An essay posted at Al Jazeera makes a compelling argument for putting troops on the ground in Libya.Professor Leila Hudson from the Southwest Initiative for the Study of Middle East Conflicts says Libyan conflicts have been fought by the cavalry going back to the Arab Revolt in WW1:
The brilliantly successful campaign was not predicated on air power but on mechanised cavalry raids. TE Lawrence was the original special forces attaché, deeply embedded with the Arab army and an intimate and joint author of Faisal’s strategy.
Then in WW2:
The British “Special Air Services” quickly found that parachuting into the theatre was a disastrous tactic, and had their greatest success using jeeps mounted with old RAF machine guns to raid and destroy hundreds of Axis planes on the ground.
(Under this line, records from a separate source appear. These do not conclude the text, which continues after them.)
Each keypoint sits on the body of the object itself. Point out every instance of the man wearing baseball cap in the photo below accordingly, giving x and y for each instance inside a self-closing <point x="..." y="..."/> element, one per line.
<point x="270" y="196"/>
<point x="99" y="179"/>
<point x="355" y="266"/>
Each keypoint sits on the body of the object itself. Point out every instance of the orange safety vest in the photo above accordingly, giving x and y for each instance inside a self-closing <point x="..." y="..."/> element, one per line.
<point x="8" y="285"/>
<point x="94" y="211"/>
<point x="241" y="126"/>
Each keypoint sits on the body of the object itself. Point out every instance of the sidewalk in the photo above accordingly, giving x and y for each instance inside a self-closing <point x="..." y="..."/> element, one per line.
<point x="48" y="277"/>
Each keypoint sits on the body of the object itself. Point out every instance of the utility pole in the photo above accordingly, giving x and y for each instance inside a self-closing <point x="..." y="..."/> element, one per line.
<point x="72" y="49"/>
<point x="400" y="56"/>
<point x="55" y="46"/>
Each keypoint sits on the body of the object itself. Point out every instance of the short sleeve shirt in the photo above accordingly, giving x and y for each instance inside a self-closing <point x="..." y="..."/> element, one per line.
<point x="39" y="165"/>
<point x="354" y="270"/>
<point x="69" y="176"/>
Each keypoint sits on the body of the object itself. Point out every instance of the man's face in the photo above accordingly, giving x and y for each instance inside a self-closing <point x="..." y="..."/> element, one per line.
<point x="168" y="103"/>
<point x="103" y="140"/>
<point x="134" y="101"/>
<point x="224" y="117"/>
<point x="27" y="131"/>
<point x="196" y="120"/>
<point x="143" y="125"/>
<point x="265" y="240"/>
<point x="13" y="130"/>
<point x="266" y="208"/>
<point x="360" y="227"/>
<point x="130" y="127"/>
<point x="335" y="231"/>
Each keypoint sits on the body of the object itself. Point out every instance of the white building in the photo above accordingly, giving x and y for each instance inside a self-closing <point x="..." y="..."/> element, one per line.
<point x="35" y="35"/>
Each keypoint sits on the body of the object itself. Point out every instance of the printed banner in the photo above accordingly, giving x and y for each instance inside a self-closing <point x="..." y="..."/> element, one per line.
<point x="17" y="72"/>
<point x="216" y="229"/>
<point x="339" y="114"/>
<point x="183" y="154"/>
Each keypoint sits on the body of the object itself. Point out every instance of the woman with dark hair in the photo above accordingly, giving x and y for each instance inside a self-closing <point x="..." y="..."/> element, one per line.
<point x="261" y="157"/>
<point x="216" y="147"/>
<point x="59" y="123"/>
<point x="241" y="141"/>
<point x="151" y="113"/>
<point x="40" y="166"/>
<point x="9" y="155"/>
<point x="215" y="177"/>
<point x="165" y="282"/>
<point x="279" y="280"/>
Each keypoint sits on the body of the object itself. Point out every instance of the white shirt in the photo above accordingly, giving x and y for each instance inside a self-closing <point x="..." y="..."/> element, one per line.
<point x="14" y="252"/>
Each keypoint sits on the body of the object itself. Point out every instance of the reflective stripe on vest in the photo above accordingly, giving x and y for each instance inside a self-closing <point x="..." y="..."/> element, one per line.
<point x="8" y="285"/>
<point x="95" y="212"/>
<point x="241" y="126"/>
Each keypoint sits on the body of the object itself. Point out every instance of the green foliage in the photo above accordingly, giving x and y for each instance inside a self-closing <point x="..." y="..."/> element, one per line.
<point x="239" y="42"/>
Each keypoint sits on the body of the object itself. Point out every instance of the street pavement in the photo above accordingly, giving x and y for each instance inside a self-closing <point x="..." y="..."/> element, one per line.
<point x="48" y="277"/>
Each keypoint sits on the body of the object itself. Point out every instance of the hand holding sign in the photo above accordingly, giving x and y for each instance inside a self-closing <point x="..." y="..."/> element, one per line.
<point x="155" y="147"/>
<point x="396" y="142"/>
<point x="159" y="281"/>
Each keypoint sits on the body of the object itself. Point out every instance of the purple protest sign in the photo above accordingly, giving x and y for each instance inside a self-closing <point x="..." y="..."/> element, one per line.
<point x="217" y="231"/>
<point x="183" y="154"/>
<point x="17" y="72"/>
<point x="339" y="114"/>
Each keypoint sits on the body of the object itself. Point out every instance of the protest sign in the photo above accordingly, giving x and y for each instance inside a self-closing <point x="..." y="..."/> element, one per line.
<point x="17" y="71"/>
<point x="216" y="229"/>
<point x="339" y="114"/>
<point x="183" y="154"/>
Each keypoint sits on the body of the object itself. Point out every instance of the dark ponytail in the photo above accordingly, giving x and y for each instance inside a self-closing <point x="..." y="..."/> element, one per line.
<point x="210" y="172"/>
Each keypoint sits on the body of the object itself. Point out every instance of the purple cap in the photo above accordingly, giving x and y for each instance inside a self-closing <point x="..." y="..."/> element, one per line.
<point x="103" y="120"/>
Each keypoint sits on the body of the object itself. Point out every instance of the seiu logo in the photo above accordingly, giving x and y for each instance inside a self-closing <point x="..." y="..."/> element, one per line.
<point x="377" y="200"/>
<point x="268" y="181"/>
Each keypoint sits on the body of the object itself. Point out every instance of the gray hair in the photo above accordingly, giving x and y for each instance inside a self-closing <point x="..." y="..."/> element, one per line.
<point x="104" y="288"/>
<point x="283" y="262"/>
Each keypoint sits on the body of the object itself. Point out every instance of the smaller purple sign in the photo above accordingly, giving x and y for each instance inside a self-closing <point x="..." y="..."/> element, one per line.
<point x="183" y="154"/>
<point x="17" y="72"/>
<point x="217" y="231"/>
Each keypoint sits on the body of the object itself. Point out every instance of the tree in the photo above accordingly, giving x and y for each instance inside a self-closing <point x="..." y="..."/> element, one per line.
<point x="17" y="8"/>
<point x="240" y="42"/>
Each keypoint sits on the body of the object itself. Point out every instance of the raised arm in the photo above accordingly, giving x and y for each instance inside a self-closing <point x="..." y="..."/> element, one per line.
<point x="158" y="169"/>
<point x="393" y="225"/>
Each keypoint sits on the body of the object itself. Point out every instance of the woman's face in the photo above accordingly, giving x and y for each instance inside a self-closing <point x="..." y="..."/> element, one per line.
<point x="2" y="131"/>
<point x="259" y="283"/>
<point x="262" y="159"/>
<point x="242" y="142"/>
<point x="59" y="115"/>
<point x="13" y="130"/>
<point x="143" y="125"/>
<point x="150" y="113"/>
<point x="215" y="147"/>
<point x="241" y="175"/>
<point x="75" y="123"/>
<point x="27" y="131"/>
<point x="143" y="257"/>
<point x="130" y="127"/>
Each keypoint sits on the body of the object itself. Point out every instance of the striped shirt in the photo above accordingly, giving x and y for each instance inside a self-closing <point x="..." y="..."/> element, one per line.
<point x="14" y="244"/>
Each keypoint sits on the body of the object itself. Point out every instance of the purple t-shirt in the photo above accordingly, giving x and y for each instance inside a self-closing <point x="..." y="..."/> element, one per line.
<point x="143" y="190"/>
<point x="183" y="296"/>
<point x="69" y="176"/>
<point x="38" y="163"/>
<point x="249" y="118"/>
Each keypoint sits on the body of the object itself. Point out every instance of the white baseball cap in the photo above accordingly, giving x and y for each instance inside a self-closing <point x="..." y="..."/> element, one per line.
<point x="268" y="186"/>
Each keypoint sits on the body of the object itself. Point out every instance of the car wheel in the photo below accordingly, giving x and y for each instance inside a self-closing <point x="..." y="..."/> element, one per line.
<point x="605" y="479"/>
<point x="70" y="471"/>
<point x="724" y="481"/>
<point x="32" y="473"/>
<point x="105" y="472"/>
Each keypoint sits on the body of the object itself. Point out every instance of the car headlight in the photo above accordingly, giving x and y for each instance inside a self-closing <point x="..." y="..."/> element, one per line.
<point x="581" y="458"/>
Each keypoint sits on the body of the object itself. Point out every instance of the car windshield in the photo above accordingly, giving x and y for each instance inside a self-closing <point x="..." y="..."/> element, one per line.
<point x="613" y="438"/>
Again it was ground forces that led and harried planes, not the other way round.
Then the “Toyota Wars”:
When Gaddafi sent 10,000 Libyan troops into Chad in November of 1986 and seized most of the northern part of the country, the Chadian army under the new leadership of “Africa’s Pinochet” Hissene Habre, supported by the US and France, responded with columns of Toyota trucks and Land Rovers with mounted guns.
These columns encountered the Libyan artillery in January 1987 and won a decisive swarming victory that killed nearly 800 Libyans, and destroyed over a hundred tanks and armoured vehicles, capturing dozens more for good measure.
Fast-moving vehicles that are easily disguised as civilian are obviously hard to target from the air. Which is why we’re in a stalemate.